In the case that the positioning area associated with the SRS configuration is configured, the SRS configuration is valid only when the UE is within the serving cell where the SRS configuration is received or within the positioning area.

In the case that the positioning area associated with the SRS configuration is not configured, the SRS configuration is valid only when the UE is within the serving cell where the SRS configuration is received.

As shown in Figure 2, after receiving the RRC connection release message, the UE may transition from the RRC connected state to the RRC idle state in step 220. For example, when the UE receives the RRC connection release message, it may release all radio resources, e.g., medium access control (MAC) configuration, radio link control (RLC) entity and the associated packet data convergence protocol (PDCP) entity and service data adaptation protocol (SDAP) entity (if any) for all established resource blocks (RBs) . In the case that the RRC connection release message includes the SRS configuration for the RRC idle state, the UE may store the SRS configuration for the RRC idle state and apply the SRS configuration when the UE enters into the RRC_IDLE state.

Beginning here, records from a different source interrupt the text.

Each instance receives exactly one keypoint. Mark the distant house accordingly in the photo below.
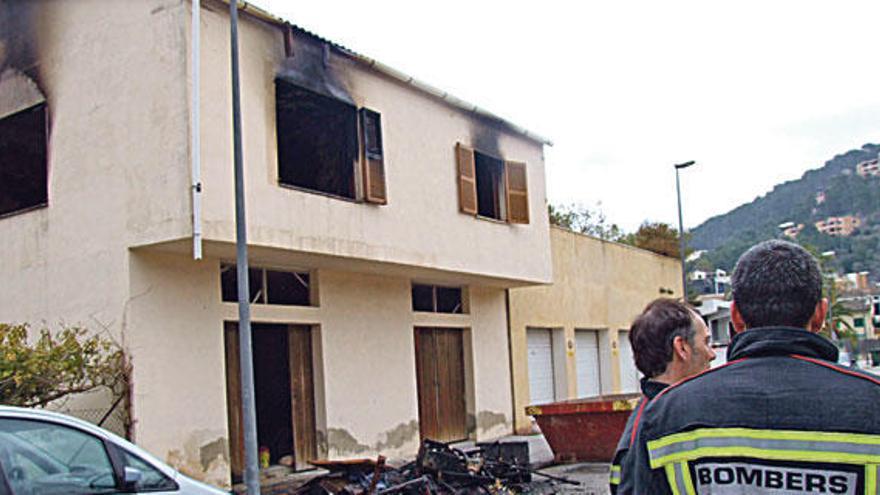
(707, 283)
(716, 313)
(863, 317)
(869, 168)
(842, 226)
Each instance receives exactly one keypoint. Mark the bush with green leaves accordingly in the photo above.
(40, 366)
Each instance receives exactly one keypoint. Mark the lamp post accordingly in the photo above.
(681, 229)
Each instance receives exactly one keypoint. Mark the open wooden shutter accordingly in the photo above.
(467, 179)
(373, 162)
(517, 192)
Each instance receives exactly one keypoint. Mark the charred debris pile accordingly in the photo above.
(492, 468)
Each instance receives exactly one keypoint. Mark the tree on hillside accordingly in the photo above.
(53, 366)
(585, 220)
(658, 237)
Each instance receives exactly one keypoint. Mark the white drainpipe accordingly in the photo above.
(195, 145)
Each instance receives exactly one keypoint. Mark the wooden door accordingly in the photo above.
(233, 400)
(302, 396)
(441, 383)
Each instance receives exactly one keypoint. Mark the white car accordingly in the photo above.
(45, 453)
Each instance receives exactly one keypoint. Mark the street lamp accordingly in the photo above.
(681, 229)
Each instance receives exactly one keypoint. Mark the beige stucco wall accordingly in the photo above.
(366, 399)
(116, 78)
(116, 158)
(114, 140)
(420, 225)
(597, 285)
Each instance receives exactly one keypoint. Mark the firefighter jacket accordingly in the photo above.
(779, 418)
(621, 464)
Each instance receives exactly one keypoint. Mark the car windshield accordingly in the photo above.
(45, 458)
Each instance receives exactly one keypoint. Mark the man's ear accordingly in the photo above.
(739, 325)
(818, 318)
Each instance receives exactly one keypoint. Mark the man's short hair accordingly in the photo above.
(776, 283)
(653, 331)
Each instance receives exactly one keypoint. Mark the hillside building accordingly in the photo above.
(842, 226)
(869, 168)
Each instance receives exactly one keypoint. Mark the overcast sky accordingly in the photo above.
(757, 92)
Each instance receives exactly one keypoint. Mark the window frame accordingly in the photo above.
(468, 191)
(44, 110)
(366, 167)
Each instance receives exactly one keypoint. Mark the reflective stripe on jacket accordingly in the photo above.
(620, 480)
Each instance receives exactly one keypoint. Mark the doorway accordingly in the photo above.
(440, 377)
(284, 394)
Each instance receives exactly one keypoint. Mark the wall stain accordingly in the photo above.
(399, 436)
(204, 457)
(471, 423)
(344, 442)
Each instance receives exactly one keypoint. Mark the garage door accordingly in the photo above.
(541, 380)
(587, 360)
(629, 374)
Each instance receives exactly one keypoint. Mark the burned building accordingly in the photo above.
(386, 221)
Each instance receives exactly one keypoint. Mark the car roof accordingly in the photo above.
(11, 412)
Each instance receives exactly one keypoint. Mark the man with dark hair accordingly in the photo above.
(670, 342)
(780, 417)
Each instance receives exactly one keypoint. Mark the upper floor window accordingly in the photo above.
(438, 299)
(23, 141)
(268, 286)
(323, 146)
(491, 187)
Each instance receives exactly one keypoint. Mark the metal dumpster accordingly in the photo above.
(584, 429)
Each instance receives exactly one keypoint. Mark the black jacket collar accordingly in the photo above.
(780, 341)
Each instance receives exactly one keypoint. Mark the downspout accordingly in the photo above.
(195, 144)
(510, 358)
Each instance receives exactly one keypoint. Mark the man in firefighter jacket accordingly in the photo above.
(780, 417)
(670, 342)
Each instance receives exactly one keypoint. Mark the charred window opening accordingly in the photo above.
(317, 141)
(491, 193)
(268, 286)
(489, 187)
(23, 169)
(437, 299)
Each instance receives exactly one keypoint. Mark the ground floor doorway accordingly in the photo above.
(284, 393)
(440, 376)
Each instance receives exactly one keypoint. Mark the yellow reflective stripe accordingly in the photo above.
(688, 481)
(871, 479)
(767, 454)
(810, 436)
(670, 476)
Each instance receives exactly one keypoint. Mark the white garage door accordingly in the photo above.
(629, 374)
(541, 380)
(587, 360)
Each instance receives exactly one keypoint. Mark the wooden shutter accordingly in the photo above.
(467, 179)
(517, 192)
(373, 161)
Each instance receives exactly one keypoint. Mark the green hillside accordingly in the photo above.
(726, 236)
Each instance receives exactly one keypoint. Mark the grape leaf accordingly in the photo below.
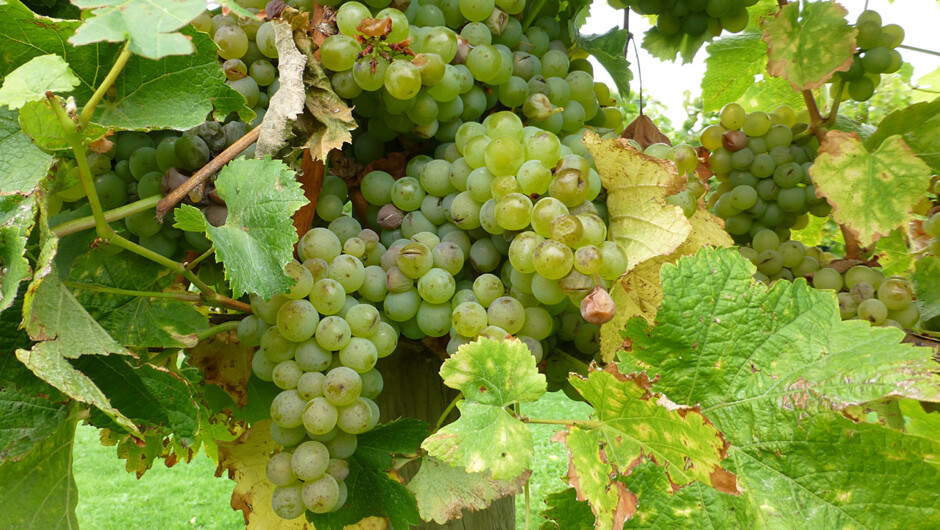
(152, 397)
(566, 512)
(631, 424)
(39, 491)
(695, 506)
(733, 63)
(492, 375)
(41, 125)
(22, 164)
(30, 409)
(919, 125)
(639, 292)
(443, 491)
(148, 26)
(927, 287)
(640, 220)
(17, 214)
(31, 81)
(773, 369)
(870, 192)
(257, 240)
(246, 460)
(134, 320)
(173, 92)
(224, 362)
(374, 487)
(807, 47)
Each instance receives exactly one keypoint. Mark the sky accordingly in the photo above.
(667, 81)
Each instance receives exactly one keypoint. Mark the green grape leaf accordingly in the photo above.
(63, 327)
(56, 370)
(894, 256)
(919, 125)
(927, 287)
(30, 409)
(41, 125)
(494, 372)
(694, 507)
(807, 47)
(666, 48)
(153, 397)
(173, 92)
(774, 369)
(134, 320)
(492, 375)
(39, 490)
(870, 192)
(31, 81)
(443, 491)
(149, 26)
(374, 487)
(257, 240)
(631, 424)
(22, 164)
(17, 215)
(640, 220)
(566, 512)
(484, 438)
(608, 48)
(732, 64)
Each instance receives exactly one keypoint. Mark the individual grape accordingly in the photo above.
(287, 409)
(286, 374)
(287, 501)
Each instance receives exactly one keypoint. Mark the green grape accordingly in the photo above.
(297, 320)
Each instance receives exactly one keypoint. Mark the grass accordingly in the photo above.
(190, 496)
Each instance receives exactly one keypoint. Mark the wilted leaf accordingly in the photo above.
(807, 47)
(640, 221)
(443, 491)
(871, 193)
(32, 80)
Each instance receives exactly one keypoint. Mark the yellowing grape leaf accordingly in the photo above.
(487, 437)
(632, 424)
(444, 492)
(640, 220)
(638, 293)
(870, 193)
(246, 460)
(807, 47)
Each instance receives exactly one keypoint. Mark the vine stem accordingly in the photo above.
(211, 168)
(82, 223)
(916, 49)
(89, 109)
(75, 141)
(215, 330)
(447, 411)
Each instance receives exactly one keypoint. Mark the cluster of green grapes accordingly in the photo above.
(692, 17)
(423, 72)
(761, 162)
(141, 165)
(876, 55)
(247, 54)
(864, 292)
(319, 342)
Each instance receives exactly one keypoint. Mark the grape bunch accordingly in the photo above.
(865, 293)
(421, 73)
(319, 344)
(247, 54)
(876, 55)
(761, 162)
(695, 18)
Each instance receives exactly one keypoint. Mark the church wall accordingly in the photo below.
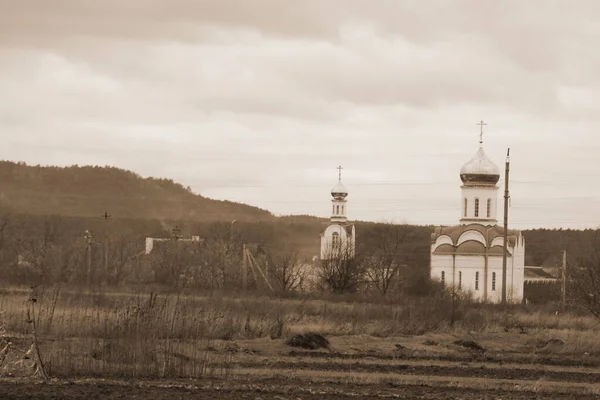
(326, 238)
(441, 263)
(469, 266)
(483, 194)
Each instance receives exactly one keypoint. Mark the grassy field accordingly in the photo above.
(223, 346)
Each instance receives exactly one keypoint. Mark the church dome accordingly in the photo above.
(480, 170)
(339, 191)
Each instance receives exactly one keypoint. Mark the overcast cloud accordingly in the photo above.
(258, 101)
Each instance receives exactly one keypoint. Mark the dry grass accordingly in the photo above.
(149, 335)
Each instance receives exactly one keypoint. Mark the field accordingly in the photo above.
(120, 345)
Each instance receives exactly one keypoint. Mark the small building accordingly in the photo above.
(151, 242)
(469, 256)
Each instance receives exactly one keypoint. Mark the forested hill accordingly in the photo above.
(90, 191)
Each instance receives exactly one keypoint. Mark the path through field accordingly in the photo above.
(355, 368)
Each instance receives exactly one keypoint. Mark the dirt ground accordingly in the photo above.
(260, 390)
(428, 367)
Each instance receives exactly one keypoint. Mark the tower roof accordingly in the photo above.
(480, 169)
(339, 190)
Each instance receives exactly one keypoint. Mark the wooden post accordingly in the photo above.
(563, 286)
(505, 252)
(244, 268)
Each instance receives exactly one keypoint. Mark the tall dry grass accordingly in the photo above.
(177, 335)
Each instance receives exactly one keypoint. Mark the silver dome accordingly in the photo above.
(339, 191)
(480, 169)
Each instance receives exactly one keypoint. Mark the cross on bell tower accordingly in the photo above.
(481, 125)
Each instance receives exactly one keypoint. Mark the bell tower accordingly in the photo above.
(479, 190)
(339, 238)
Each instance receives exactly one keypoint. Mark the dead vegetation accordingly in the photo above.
(175, 335)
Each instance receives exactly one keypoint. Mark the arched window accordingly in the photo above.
(335, 239)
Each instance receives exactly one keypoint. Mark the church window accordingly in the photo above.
(335, 239)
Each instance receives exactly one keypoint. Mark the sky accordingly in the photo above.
(258, 101)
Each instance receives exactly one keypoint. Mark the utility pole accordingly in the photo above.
(505, 252)
(563, 286)
(88, 247)
(244, 268)
(106, 216)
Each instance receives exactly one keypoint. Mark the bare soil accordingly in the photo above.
(355, 367)
(258, 390)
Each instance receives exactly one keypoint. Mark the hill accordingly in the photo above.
(89, 191)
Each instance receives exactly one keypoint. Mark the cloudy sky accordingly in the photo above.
(259, 101)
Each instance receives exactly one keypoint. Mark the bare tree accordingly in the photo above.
(584, 275)
(341, 271)
(385, 257)
(286, 269)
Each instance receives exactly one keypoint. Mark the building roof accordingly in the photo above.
(477, 240)
(339, 190)
(538, 274)
(490, 232)
(480, 170)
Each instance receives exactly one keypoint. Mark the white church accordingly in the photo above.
(469, 255)
(339, 238)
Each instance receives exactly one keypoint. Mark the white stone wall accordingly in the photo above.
(483, 193)
(465, 267)
(347, 241)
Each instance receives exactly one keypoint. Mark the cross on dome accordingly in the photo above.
(481, 124)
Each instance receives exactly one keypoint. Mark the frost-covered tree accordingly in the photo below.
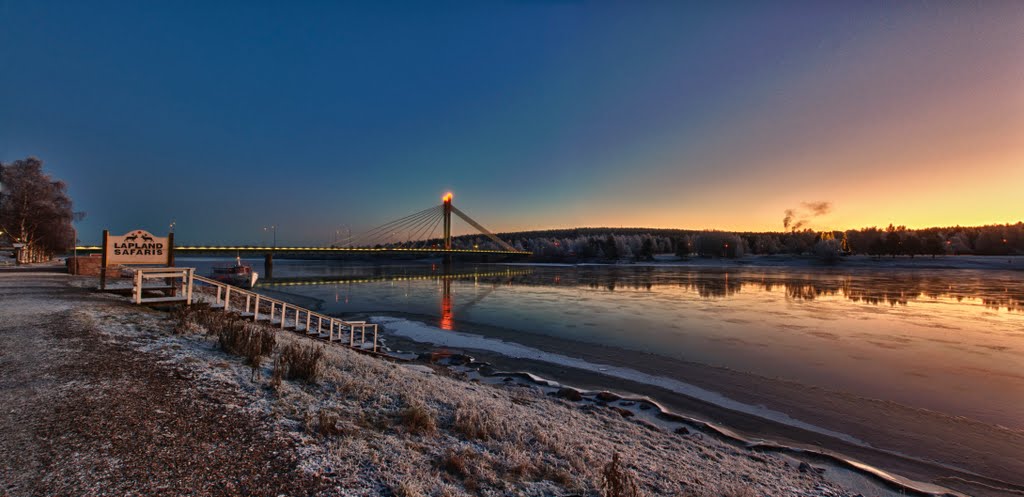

In some embodiments, the RRC connection release message received in step 210 may further include a valid time associated with the SRS configuration for the RRC idle state. When the valid time expires, both the BS (or the network) and the UE may release the SRS configuration for the RRC idle state.

In some embodiments, the SRS configuration may include a TA configuration, SRS transmission related parameter (s) , etc. The TA configuration may include a TA timer (e.g., idlePosSRS-TimeAlignmentTimer) and an RSRP change threshold (e.g., idlePosSRS-RSRPChangeThreshold) . Upon reception of the TA configuration, the UE may start the TA timer and store an RSRP value of the serving cell where the TA configuration is received as a current serving cell RSRP value. The TA timer may be used to indicate whether the Layer 1 between the UE and the BS can be synchronized: if the TA timer expires, it indicates that the Layer 1 between the UE and the BS is out of synchronization. If the difference between a current RSRP value measured by the UE and a current serving cell RSRP value stored on the UE exceeds the RSRP change threshold in the TA configuration, it indicates that the Layer 1 between the UE and the BS is out of synchronization.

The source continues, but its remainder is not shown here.